Sometimes a piece of kit comes along that you’re just willing to be as good as it looks in the publicity shots. Loupedeck almost lives up to those expectations.
It’s a control console for Adobe Lightroom, the workflow software used by the vast majority of professional and enthusiast photographers that I know of. Instead of using a mouse and traditional keyboard to adjust sliders and tweak settings, the deck allows you to make adjustments to photos by twiddling dedicated knobs and sliders.
Want to punch up the brightness of a photo? Spin the exposure knob to the right. Quickly convert a photo to black and white? There’s a button for that. Boost the saturation of the grass in your landscape? Tap the Sat button and flick the dedicated green channel scroll wheel upwards. It’s an enormously satisfying experience, as if you’re remastering your photos like Fatboy Slim behind the deck.
Loupedeck’s great strength is that it encourages you to tweak settings that you might otherwise ignore because they’re buried in Lightroom’s Develop panel. Being able to fine-tune the hue, saturation and luminescence of eight separate colour channels, for example, is not something I’ve previously bothered with all that much, but with the eight separate scroll wheels to hand, I found myself boosting a lifeless landscape I’d previously discarded into something I’m now proud to hang on my wall.
It’s not only editing controls that Loupedeck offers. It’s just as effective for refining your selection of photos once you’ve imported a shoot into Lightroom’s Library. There are dedicated buttons to give each of your photos a star rating out of five, while the Pick button lets you flag a photo as a keeper. The arrow keys in the bottom-right-corner, meanwhile, let you scroll through the collection.
You’ll still need the mouse at hand to ease navigation through menus, but I soon settled into a workflow with Loupedeck under my left hand and the mouse in my right, and it was far smoother than using a regular keyboard – perhaps partly because I’ve never bothered to properly learn Lightroom’s keyboard shortcuts. The only time I reached for the regular keyboard was when I needed to name a file for export.
Build quality is my biggest frustration with Loupedeck. It makes a stunning first impression, with beautifully designed packaging giving it the high-end feel you’d expect from a piece of hardware costing over £300. And it looks suitably suave, too. You wouldn’t be ashamed to have it sat next to your iMac or Surface Laptop. But the buttons have an unsatisfying stickiness, as if they’ve not quite been cut properly. Occasionally presses aren’t recognised, and once or twice a button has become stuck. The knobs and scroll wheels are better, but they don’t have that dampened smoothness of high-end hi-fi kit.

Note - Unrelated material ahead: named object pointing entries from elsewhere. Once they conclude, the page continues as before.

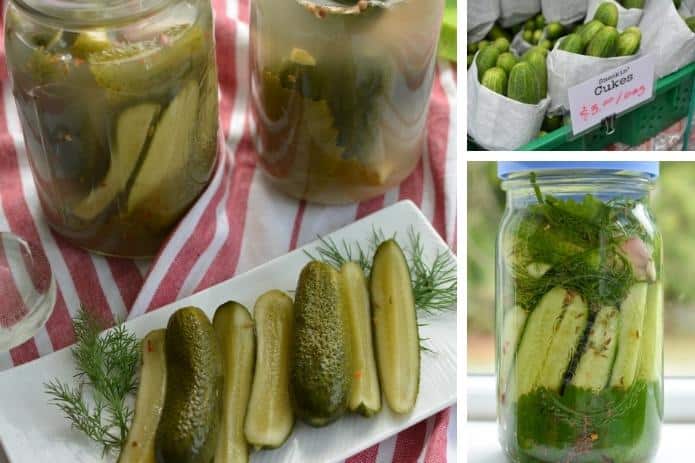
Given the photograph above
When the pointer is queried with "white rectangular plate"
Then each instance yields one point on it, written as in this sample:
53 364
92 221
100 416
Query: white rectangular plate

The designers have also made some questionable decisions on button layout. The biggest dial on the entire console is for the rotate/crop function, but the dial alone isn’t precise enough for rotating and I prefer to use the straighten tool to correct wonky images, which isn’t supported by Loupedeck. It also seems odd to omit a dedicated sharpening dial, although this is assigned to the one programmable dial by default. Loupedeck’s efficient software lets you assign that dial to vignette, dehaze or noise reduction if you prefer, while two other buttons (C2 and C3) can be assigned functions such as toggling between Lightroom’s Library and Develop panels, or opening a web browser.
Along the top of the console there are a further eight programmable buttons that can be assigned to Lightroom presets, such as high contrast black & white or sepia tint. Cleverly, you can assign these buttons to bespoke presets you’ve either created or downloaded for Lightroom, so if you’ve got a particular style you use commonly for a client, it can be applied at the touch of a button.
I loved the idea of Loupedeck from the moment I clapped eyes on it, and after spending hours bashing through my Lightroom Library, I’m no less enamoured. It makes you think about editing your photos in ways you hadn’t previously considered, and eases the drudgery of sorting through hundreds or thousands of images after a shoot.
Is it worth €369? At that price, it’s definitely more of a luxury than an essential, but when photographers routinely lavish thousands of pounds on lenses, you can see why Loupedeck felt the low hundreds wasn’t wildly extravagant. I’d certainly put this above a new piece of glass on my wishlist.